In advance of Thanksgiving

I’m starting to see questions pop up here and there, along the lines of “Can I give my dog turkey part X?” As someone who feeds a lot of turkey, I’ll give you my rundown.

Turkey Necks Not many people use these for anything, so this is one of the more common questions. Yes, your dog can eat it, as long as you don’t cook it. I cut them into 6″ pieces for Silas, who weighs about 30 pounds. If you have a large dog, leave it whole. If you have a small dog and an enormous turkey, it may be more of a chewing object than an eating one. As with any raw bones, if you have a dog who is prone to gulping his meals down in one bite, you’ll be better off skipping this one. Also remember that your dog may not want to eat the turkey neck. Not every dog is just itching for a chance to eat raw food. As with any object that requires chewing, exercise caution and supervise. For most dogs, a turkey neck is a whole meal, so adjust your dog’s rations accordingly. I really recommend that you do more research before you just toss it to the dog.

Giblets: Absolutely! Hearts and livers are chock-full of nutrients. You can even cook these, if the whole raw turkey thing wigs you out. A few minutes in boiling water will do the trick. Please note that too much liver at one time can upset your dog’s stomach, so (again) those of you with small dogs and big turkeys should probably not give the whole thing in one meal.

Other bony turkey parts will probably have been cooked, which makes then a DEFINITE NO. Cooked bones of any kind are not good for your dog, and turkey bones are especially dangerous. Like all birds, turkeys have relatively thin, hollow bones in their legs and wings. This makes them prone to splintering and they are very sharp when they do so. Because of this, they can cause your dog serious injuries. NO NO NO NO NO. Can I say that again? It makes me feel better. DON’T DO IT.

Cooked turkey meat: Why not? As long as it’s removed from the bone and not overly seasoned, cooked plain turkey is very low risk.

On the other hand, Turkey skin or fat can cause anything from mild digestive distress to pancreatitis. A bite or two probably won’t hurt a healthy dog of average size, but weigh your risk. Also remember that cooked turkey skin will contain the bulk of whatever seasonings you put on the turkey. Most of those are definitely not good for your dog.

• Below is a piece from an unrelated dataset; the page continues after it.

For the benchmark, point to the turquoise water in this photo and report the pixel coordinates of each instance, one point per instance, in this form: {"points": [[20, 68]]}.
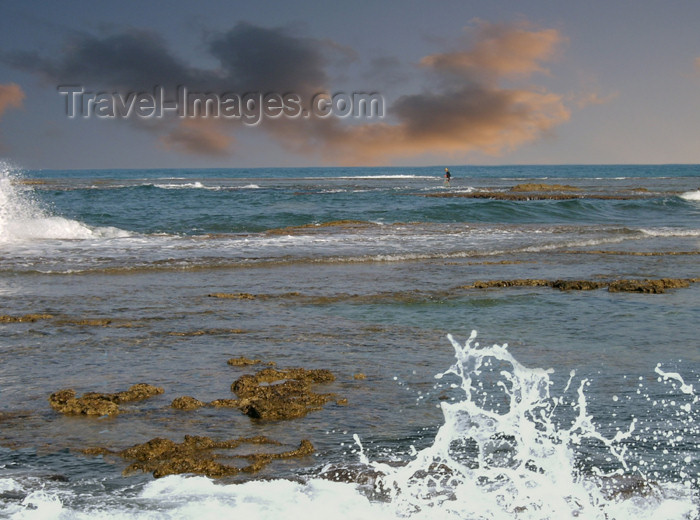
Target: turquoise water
{"points": [[358, 270]]}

Gravy is not healthy for your dog, just like it really isn’t healthy for you. Gravy is substantially composed of fat and salt, neither of which is easy for your dog to digest. It also probably contains flour and/or cornstarch, which are very common allergens for dogs.

Remember that little bites here and there add up. Even the healthiest foods, eaten in too large of a quantity, are bad for dogs, and a lot of dogs don’t really understand “fullness.” Be mindful of whatever “little bits” you hand your dog. Post-holiday digestive distress is extremely common for dogs, either because they find ways to steal food they shouldn’t be eating or because we flat-out overfeed them.

Above all, if you’re a guest at someone else’s party, don’t feed the dog anything. Not even if it’s “perfectly safe” for the dog to eat. Some dogs have sensitive stomachs. Some are allergic to turkey. Some have extremely restricted diets for very good reason. Some just took ages to train away from hounding guests for food, and now you’re ruining it.

5 thoughts on “In advance of Thanksgiving

  1. A friend gave me a plucked guinea fowl. Her dog killed it and she didn’t want to encourage his hunting behavior so she gave it to me. It’s in my freezer now.

    I’ve never fed Honey a raw bird before (although she swallowed a pigeon whole when she was a puppy). I guess I’ll try to cut a little of it up for her and see how it goes.

    But having paid thousands of dollars for surgery to remove a squeaky from her intestines, I’m kinda nervous about feeding her bones.


    1. As long as she’s eating a regular dog food there’s not a reason you *have* to feed the bones. There’s enough calcium in her regular food to offset the odd diet addition. If you worry about it, you can feed her a little bit of eggshell.